International jihadist activity has increased by more than 50 percent over the past three years, with the growing number of extremists becoming increasingly vigilant and creating a greater threat to the US, according to a new report.
The report was published Thursday by the Rand Corporation, a nonprofit think tank funded with money from the US government and outside private corporations.
Researchers assembled the study using public data, leading to what the Wall Street Journal described as a “global census of Al-Qaeda and related groups,” with the Syrian civil war identified as the largest cause of the sudden growth. Approximately half of the militants identified in the study, which examined radical activity all over the world, are located in Syria.
“It’s become a breeding ground for jihadist activity,” said Seth Jones, the author of the report and an associate director of Rand’s International Security and Defense Policy Center. “Based on these threats, the United States cannot afford to withdraw or remain disengaged from key parts of North Africa, the Middle East, and South Asia.”
The report stipulates that Syrian extremists have sought to convince the West to provide resources that would make it easier for insurgents on the ground to launch attacks in and around Syria.
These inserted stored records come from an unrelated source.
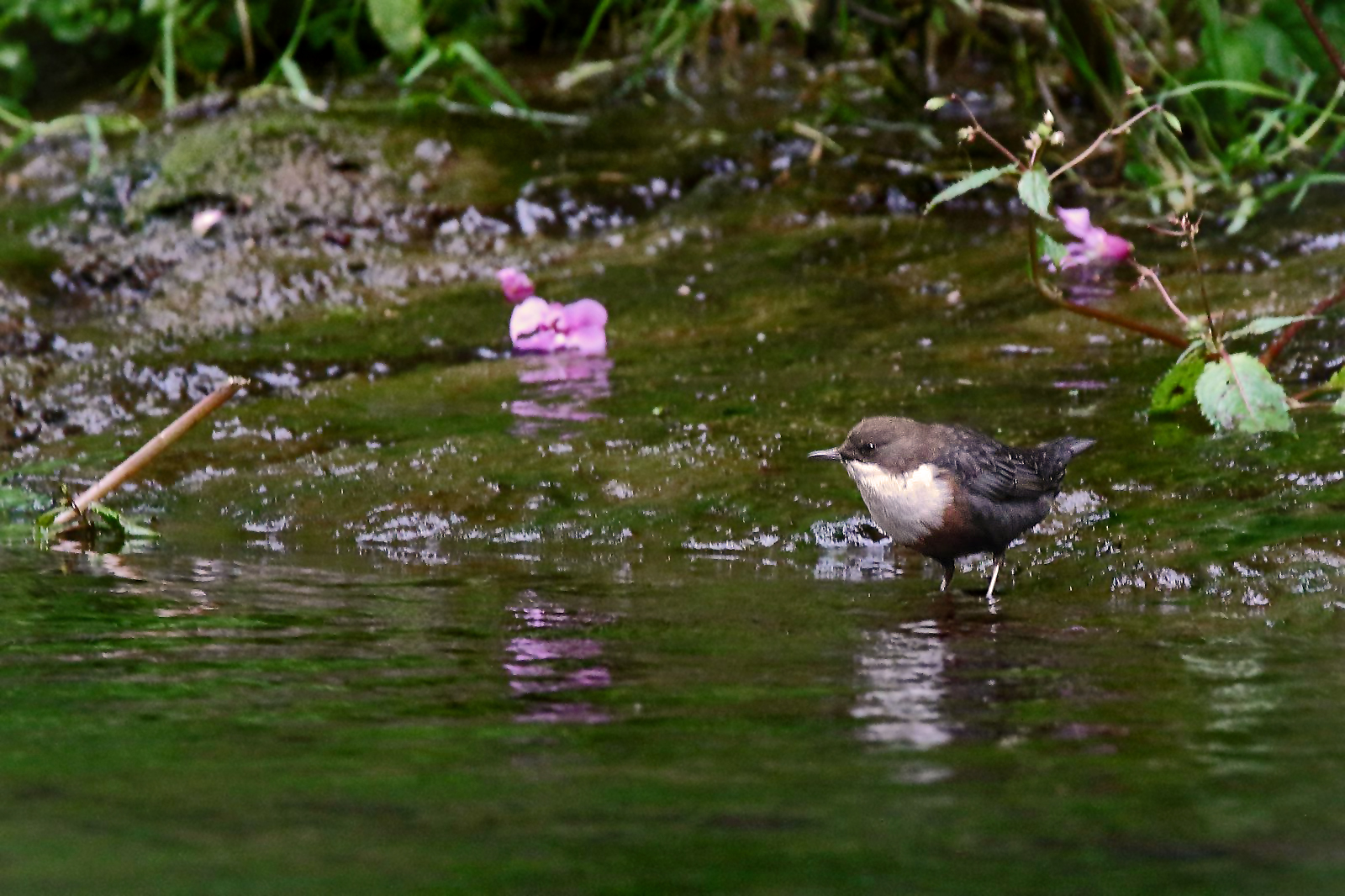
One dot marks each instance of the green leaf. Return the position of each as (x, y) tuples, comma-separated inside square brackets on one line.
[(421, 66), (1264, 324), (119, 522), (1177, 387), (1237, 393), (1049, 246), (1035, 192), (968, 183), (488, 73), (300, 87), (397, 24)]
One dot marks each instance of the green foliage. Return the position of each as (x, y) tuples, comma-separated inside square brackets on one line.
[(968, 183), (1051, 248), (1035, 192), (98, 521), (1237, 392), (1177, 387), (398, 24), (1262, 326)]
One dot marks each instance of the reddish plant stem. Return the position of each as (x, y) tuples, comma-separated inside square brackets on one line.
[(1288, 334), (986, 134), (1093, 147), (1147, 273), (1320, 33)]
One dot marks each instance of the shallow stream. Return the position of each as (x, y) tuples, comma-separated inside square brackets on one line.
[(427, 618)]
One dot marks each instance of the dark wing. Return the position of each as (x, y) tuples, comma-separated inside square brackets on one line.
[(1000, 472)]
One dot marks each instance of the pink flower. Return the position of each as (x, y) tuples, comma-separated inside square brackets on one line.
[(515, 284), (1095, 245), (544, 326)]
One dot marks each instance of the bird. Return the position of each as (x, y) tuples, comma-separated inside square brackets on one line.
[(948, 492)]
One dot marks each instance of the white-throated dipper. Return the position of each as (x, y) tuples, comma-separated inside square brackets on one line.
[(950, 492)]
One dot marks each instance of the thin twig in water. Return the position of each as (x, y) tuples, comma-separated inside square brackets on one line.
[(1147, 273), (151, 450), (1288, 334), (977, 128), (1122, 128)]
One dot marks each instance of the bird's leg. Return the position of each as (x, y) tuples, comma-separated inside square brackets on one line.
[(994, 576)]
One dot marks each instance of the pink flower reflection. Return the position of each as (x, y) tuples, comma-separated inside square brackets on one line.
[(1095, 245), (565, 714), (515, 284), (557, 390), (553, 665)]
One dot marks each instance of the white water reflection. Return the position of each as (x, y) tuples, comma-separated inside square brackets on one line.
[(903, 683), (1241, 703)]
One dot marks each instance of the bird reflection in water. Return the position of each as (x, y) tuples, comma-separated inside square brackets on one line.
[(903, 678), (544, 663), (557, 390)]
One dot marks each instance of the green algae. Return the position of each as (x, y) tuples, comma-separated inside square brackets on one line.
[(407, 633)]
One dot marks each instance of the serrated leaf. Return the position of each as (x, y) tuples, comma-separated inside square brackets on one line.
[(1239, 393), (1051, 248), (1177, 387), (968, 183), (1264, 324), (1035, 192), (398, 24)]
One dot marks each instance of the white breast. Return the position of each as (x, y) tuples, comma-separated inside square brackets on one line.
[(905, 508)]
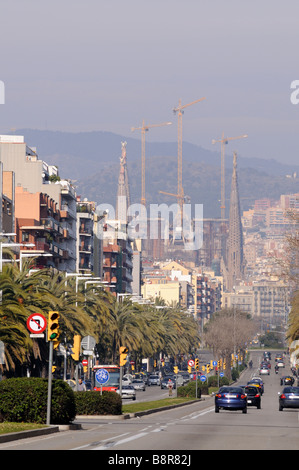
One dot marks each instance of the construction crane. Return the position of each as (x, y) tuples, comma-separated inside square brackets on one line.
[(144, 128), (224, 141), (180, 194)]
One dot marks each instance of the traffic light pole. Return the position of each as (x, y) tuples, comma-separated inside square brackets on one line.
[(120, 380), (50, 382)]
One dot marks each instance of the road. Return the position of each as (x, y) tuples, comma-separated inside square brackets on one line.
[(192, 427)]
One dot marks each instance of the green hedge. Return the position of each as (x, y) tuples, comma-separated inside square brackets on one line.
[(93, 403), (25, 400)]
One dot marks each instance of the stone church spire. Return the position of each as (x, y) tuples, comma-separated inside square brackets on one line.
[(235, 258)]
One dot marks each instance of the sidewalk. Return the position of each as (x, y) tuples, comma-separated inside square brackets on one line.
[(77, 426)]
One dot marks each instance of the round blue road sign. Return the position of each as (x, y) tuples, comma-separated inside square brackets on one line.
[(102, 376)]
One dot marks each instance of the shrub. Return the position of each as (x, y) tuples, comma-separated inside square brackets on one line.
[(25, 400), (189, 390), (93, 403)]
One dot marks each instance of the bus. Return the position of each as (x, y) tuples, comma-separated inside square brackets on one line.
[(113, 382)]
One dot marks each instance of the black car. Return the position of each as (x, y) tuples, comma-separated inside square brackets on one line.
[(289, 398), (168, 380), (287, 380), (253, 396)]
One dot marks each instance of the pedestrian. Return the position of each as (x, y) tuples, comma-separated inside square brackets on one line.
[(81, 386)]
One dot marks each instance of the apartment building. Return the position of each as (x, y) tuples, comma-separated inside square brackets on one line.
[(89, 258), (34, 176), (117, 257)]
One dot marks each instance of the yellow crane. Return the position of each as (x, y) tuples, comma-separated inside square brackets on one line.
[(180, 194), (224, 141), (144, 128)]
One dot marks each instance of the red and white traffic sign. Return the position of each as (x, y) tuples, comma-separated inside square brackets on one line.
[(36, 323)]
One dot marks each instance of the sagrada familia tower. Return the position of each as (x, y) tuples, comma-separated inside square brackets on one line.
[(233, 268)]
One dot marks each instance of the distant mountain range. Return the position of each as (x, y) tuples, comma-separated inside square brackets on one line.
[(91, 160)]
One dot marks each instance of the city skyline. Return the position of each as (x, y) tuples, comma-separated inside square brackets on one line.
[(98, 66)]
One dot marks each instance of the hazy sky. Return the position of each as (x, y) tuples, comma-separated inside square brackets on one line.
[(109, 64)]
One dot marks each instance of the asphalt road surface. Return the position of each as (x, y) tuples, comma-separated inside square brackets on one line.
[(191, 427)]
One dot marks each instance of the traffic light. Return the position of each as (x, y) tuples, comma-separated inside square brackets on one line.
[(76, 348), (123, 352), (53, 326)]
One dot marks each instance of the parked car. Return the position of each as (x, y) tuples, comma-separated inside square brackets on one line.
[(179, 380), (257, 381), (230, 398), (138, 384), (128, 391), (154, 380), (287, 380), (289, 398), (253, 396), (126, 380), (264, 370), (186, 376), (167, 380)]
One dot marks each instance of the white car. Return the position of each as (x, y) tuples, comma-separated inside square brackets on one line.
[(280, 363), (264, 371), (138, 384), (128, 391), (126, 380)]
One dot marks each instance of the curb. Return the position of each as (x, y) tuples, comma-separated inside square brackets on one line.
[(24, 434)]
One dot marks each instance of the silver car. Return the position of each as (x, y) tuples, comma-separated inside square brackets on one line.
[(154, 380), (128, 391), (138, 384)]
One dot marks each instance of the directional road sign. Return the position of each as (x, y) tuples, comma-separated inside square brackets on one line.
[(102, 376), (36, 323)]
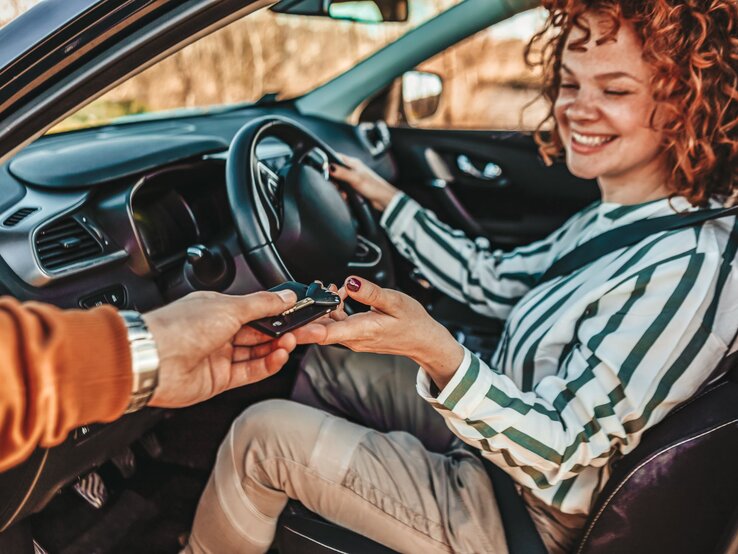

The warning comes after an American killed himself in a suicide attack last week and US President Obama said in a speech to West Point military academy that the US would deepen its tie with the Syrian opposition in the coming months.
Jones, quoted in a Rand statement to the press, advised the US and its allies to take a “more adaptive” approach to counterterrorism that uses increased diplomacy, special forces, and intelligence work “to conduct precision targeting of these groups and their financial, logistical and political support networks – where there is a high threat to the US and a low local government capacity.”
US National Security Council spokeswoman Caitlin Hayden refused to comment to the Journal on the specifics of the report, only referring to Obama’s speech in which he said “US military action cannot be the only – or even primary – component of our leadership in every instance.”
The report, while admitting that it is difficult to gauge exactly how many groups operate in unstable regions, said that jihadist group membership jumped from between 12,945 and 47,810 in 2010 to between 45,510 and 105,510 in 2013.
Part of the reason for that boom, along with the terrible events in Syria, is the success Al-Qaeda has found elsewhere in the Middle East. According to the report terrorist groups in Afghanistan, Pakistan, Syria, and Yemen pose the most serious threat to the US.
However Tufts University professor of international politics Daniel Drezner wrote in the Washington Post that the report’s findings were flawed in part because no context was given for what the appropriate number of extremist groups would be, and also because it seems to engage in fear-mongering.
“I’m not seeing all that elevated of a threat to the United States homeland – which is what most readers will infer from that headline,” he wrote. “These groups seem far more concerned about local politics rather than world politics. It’s certainly more accurate to say that these groups threaten ‘US interests in the Middle East,’ rather than just, ‘the United States.’ But the latter is definitely more eye-catching.”